We will be solving here a LeetCode problem. The problem is to find a pattern & all its anagrams in a String. You will find similar problem in InterviewBit or GeeksforGeeks too.
Problem:
Given two strings s and p, return an array of all the start indices of p’s anagrams in s. You may return the answer in any order.
String can contain only lowercase english letters. The length of p is m. The length of s is n.
Input:
Text: cedaabd
Pattern: abad
Let’s consider the example above. I have listed all the anagrams of pattern abad:
aabd, aadb, abad, abda, adab, adba, baad, bada, bdaa, daab, daba, dbaa
So in total we have 12 patterns. There are two problems here if we want to solve this efficiently without brute force.
Problem 1:
Let’s say we have only one pattern to match instead of 12. As you can see from the pseudocode below, we have a nested loop. So worst time complexity would be O(m * n). Worst time complexity is not linear.
for i in 0 to n-1
for j in 0 to m-1
if s[i+j] != p[j]
break;
end for
found a result
end for
Problem 2:
Now we would have to do the same process for all the anagrams. We would have to multiply the complexity with number of anagrams lets say x. So worst time complexity would eventually become O(m * n * x).
How do we solve it then? Can we find a proper linear algorithm to solve this problem? Yes, we can. We will use two things to make it work. Let’s understand the concept.
Point 1:
Can we find a way where we don’t have to match each anagram separately? For that, we can use a table where we would store count of each unique character in pattern p. All anagrams will have same count for unique characters. Anagrams are nothing but rearrangements of pattern p after all. How does this table help?
initialize pc // count table for p
for i in 0 to m-1
increment p[i] character count in pc
end for
for i in 0 to n-1
initialize sc // count table for s
for j in 0 to m-1
increment s[i+j] character count in sc
end for
if sc = pc
found a result
end for
Basically we will start a loop from first character in s & compute a count table with next m number of characters in s. If count tables for s & p have same count for each character, we are good. We found a result. We know that this substring of s will match an anagram of p because character count is same. We won’t know which exact anagram though. But that is not the requirement for the solution. This way we can avoid doing the same process again & again for each anagram. Above algorithm will take care of all possible anagrams. So we brought down worst time complexity from O(m * n * x) to O(m * n). But it still is non-linear.
Point 2:
The worst time complexity is still O(m * n). That is because above pseudocode has nested loop. To make time complexity linear, we need to get rid of the nested loop. For that we will be using sliding window technique.

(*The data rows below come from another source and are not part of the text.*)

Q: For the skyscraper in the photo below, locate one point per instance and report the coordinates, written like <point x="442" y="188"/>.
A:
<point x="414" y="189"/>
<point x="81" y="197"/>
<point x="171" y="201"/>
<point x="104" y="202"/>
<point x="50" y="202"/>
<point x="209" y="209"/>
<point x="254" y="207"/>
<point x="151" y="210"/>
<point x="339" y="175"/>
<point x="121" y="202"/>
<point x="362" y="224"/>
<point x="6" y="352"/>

initialize pc // count table for p
for i in 0 to m-1
increment p[i] character count in pc
end for
initialize sc // count table for s
for i in 0 to m-1
increment s[i] character count in sc
end for
if sc = pc
found a result
for i in m to n-1
decrement s[i-m] character in sc // first character in previous window
increment s[i] character count in sc // last character in current window
if sc = pc
found a result
end for
If you follow the pattern, basically we are shifting only one character in s in each step of the loop. So we don’t need to recalculate whole count table for current substring of s in each step. In first step, we are calculating count table based on 0 to m-1 indexed characters in s. In second step, we are calculating count table from 1 to m indexed characters in s. If you compare first & second steps, characters 1 to m-1 remain same in both steps. To convert count table from first step to second step, we just need to decrement the count of first character from the first step. Then increment count of last character from the second step. That’s all.
We don’t have any nested loop now. We looped through p. Time complexity for that is O(m). We also looped through s separately. Time complexity for that is O(n). So worst time complexity becomes O(m + n) which is linear.
But you might ask what about the comparison of count tables that you are doing in each step while you are looping through s. As described in the problem, only lowercase english letters are allowed. So we can have an array of 26 elements as a count table. In each step, we will be comparing 26 characters from both count tables. The size of count table doesn’t depend on m or n. So it takes constant time. You can omit constant time from time complexity calculation. So O(c * n) becomes O(n) where c is constant. Ultimately the worst time complexity of the above solution becomes O(m + n).
Here is the working Java solution for the LeetCode problem based on above approach:
class Solution {
public List<Integer> findAnagrams(String s, String p) {
List<Integer> result = new ArrayList<Integer>();
int pLen = p.length();
if(s.length() < pLen){
return result;
}
int[] pCount = new int[26];
for(int i = 0; i < pLen; i++){
pCount[p.charAt(i) - 'a']++;
}
int[] sCount = new int[26];
for(int i = 0; i < pLen; i++){
sCount[s.charAt(i) - 'a']++;
}
if(isMatching(pCount, sCount)){
result.add(0);
}
for(int i = pLen; i < s.length(); i++){
sCount[s.charAt(i - pLen) - 'a']--;
sCount[s.charAt(i) - 'a']++;
if(isMatching(pCount, sCount)){
result.add(i - pLen + 1);
}
}
return result;
}
private boolean isMatching(int[] pCount, int[] sCount){
for(int i = 0; i < pCount.length; i++){
if(pCount[i] != sCount[i]){
return false;
}
}
return true;
}
}